If I could have gotten $682 for the cat like I did for my 2000, I would.
 
Beats the hustle of listing a scraper on Marketplace and dealing with people low balling you (because they will, even if the price is firm). Or having people not show up, or not bring money, or ask you to become their personal psychiatrist in your driveway (as you wanted the conversation to end an hour ago, and get back into your house). I’m not saying I don’t sell vehicles on Craigslist or Marketplace, but it has to be worth more than a couple hundred bucks for me. Just my opinion.
Thank you!
 
An old Farmer told me long ago," Repairs are cheaper than payments." (Remember this is a Generalization...)

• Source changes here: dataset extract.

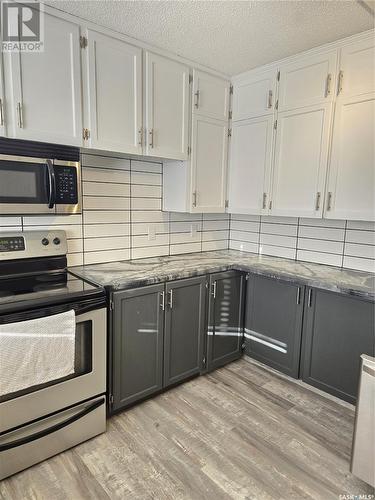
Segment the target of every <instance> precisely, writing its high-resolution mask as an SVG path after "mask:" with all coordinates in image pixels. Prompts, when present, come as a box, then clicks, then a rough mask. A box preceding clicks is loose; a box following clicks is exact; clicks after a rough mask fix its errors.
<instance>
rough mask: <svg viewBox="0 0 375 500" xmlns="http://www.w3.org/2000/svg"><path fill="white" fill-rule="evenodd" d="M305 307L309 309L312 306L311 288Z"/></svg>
mask: <svg viewBox="0 0 375 500" xmlns="http://www.w3.org/2000/svg"><path fill="white" fill-rule="evenodd" d="M307 305H308V306H309V307H311V306H312V288H310V289H309V296H308V299H307Z"/></svg>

I live by," The second 100,000 miles are cheaper than the first." Although 3 years ago I bought a 2 y/o Cruze with 2500 miles on it and have enjoyed NOT fixing anything for the last 77,500 miles/ 3 &1/2 years. The monthly payment is still there, even though the repair bill is not.
 
An old Farmer told me long ago," Repairs are cheaper than payments." (Remember this is a Generalization...)
I live by," The second 100,000 miles are cheaper than the first." Although 3 years ago I bought a 2 y/o Cruze with 2500 miles on it and have enjoyed NOT fixing anything for the last 77,500 miles/ 3 &1/2 years. The monthly payment is still there, even though the repair bill is not.
You can have a car payment and reliability. OR-no payment and in the case of ultra high mile vehicles many buy (cheap)on here-questionable reliability and repairs.

You pick! I'm not going to the middle of no where Wyoming, Montana, etc. in a 200,000 mile vehicle-it's not happening.